Calvin picked me after work at my summer job. We drove to his parents’ house, parked his p.o.s. Volkswagen in the driveway, stole his father’s Lincoln Continental and drove all night to Galveston, about 75 miles of it in fog. We rented surfboards from a gas station and watched the sun come up trying to find a wave in still gray water.
That’s how the weekend began.
Three days later at three in the morning we were somewhere around Little Rock headed back to Memphis. KC was driving, Calvin was riding shotgun, and I was out cold in the back seat. All four of us were a wreck. The three college students and the Continental. The air conditioning had crapped out, the front end was smashed in from a lost battle in a Houston intersection, and it was smoking more than my pack-a-day habit at the time. KC was about five-six, maybe, and wearing a brand-new cowboy hat that was bigger than that.

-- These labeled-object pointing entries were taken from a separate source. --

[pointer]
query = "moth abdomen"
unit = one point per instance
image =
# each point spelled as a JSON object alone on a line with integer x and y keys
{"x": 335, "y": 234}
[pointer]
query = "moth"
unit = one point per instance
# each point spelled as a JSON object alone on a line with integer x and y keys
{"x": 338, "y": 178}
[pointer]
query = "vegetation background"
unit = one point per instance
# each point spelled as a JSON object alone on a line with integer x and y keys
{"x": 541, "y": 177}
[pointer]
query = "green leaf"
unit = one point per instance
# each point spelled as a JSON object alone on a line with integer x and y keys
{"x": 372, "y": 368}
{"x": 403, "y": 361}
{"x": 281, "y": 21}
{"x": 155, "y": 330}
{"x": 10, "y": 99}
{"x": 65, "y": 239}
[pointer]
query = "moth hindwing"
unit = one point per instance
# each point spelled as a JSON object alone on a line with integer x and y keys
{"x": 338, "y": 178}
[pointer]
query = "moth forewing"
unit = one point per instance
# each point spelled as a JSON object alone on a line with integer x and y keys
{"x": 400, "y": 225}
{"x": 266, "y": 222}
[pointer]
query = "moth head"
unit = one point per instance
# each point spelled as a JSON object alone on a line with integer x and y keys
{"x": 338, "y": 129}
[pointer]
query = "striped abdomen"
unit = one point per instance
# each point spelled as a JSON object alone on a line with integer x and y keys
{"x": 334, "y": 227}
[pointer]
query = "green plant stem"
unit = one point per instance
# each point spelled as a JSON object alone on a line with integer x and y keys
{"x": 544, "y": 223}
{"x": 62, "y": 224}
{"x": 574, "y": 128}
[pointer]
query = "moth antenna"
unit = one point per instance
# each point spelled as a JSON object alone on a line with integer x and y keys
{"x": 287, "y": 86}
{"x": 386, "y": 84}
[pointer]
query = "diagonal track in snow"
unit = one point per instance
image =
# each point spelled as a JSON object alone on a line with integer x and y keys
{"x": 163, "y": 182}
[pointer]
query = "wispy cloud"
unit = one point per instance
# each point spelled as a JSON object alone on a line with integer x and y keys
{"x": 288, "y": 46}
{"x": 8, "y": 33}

That’s what the troopers saw – a smoking, smashed ship of a car with out-of-state plates, the windows down, and apparently being driven by a kid in a cowboy hat since that’s all they could see above the gunwale of the driver’s door.
They pulled us over and one approached down the driver’s side, the other down the passenger side, just as I woke up and sat bolt upright in the back seat, surprising both cops, and causing the one I was looking at to point a nickel-plated cannon right between my eyes and suggest that I not move. I didn’t, but a number of things inside of me did.

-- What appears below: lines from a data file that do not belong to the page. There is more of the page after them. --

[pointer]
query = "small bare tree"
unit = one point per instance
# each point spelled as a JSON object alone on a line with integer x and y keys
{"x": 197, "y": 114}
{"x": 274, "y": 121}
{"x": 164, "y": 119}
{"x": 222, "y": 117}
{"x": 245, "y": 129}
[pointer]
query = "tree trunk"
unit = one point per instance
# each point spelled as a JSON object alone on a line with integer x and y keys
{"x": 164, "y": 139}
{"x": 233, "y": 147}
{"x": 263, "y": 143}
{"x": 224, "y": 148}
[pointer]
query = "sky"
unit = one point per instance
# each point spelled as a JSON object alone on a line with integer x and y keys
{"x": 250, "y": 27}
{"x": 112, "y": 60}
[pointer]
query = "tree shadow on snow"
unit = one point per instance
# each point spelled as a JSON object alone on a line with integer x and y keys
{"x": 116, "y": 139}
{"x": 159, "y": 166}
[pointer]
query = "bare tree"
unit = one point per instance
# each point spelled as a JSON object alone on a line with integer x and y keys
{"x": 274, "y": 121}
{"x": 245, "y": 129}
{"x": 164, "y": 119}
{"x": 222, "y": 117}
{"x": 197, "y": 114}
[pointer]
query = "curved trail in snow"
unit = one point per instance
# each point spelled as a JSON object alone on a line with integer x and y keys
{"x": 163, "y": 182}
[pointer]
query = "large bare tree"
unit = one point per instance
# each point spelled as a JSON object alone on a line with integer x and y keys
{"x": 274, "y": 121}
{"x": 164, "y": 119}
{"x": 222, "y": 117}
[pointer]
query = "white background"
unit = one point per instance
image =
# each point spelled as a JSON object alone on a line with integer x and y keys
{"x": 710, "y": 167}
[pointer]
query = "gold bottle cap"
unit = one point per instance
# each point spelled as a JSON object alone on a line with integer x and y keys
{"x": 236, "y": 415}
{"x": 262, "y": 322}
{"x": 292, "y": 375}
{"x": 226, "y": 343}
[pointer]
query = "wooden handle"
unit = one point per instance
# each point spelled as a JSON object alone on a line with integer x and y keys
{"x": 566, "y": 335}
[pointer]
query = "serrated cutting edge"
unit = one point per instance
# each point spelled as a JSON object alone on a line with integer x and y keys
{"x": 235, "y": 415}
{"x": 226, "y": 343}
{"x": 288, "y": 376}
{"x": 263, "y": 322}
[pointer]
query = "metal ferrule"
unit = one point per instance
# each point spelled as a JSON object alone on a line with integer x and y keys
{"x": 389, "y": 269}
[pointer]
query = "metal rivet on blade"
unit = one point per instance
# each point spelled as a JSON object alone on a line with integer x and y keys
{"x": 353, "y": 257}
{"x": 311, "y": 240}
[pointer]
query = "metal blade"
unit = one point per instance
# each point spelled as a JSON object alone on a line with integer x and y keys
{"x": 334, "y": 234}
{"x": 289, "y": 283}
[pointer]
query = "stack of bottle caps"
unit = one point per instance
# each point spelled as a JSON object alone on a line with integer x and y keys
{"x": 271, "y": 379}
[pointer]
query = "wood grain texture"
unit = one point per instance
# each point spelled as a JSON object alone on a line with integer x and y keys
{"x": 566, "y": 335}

We told them that we’d been to a wedding in Houston, that we were on our way home, and pointed out that the rented tuxes in the trunk would back up our story.
“Open the trunk,” they said. “You can’t make us do that without a warrant,” KC the pre-law major said. “Shut the hell up,” Calvin and I said and opened the trunk.
They let us go, and that’s how the weekend ended.
Space and decorum prohibit a detailed description of what happened in between, but there was a wedding, the statutes have run on everything else, and some of those things – like the Chicken Ranch – have passed into legend.
In Charlene’s message, she told me she wanted to surprise her husband, Garner – fraternity brother of those in the Continental – with one of my books for Christmas. She included a little family news and ended with “we’re still madly in love and still having fun.”
It doesn’t get better than that.
I’m a Memphian, and I’d like to wish all of my friends, past and present, and all of you a Happy New Year, and some wild and happy memories of old ones.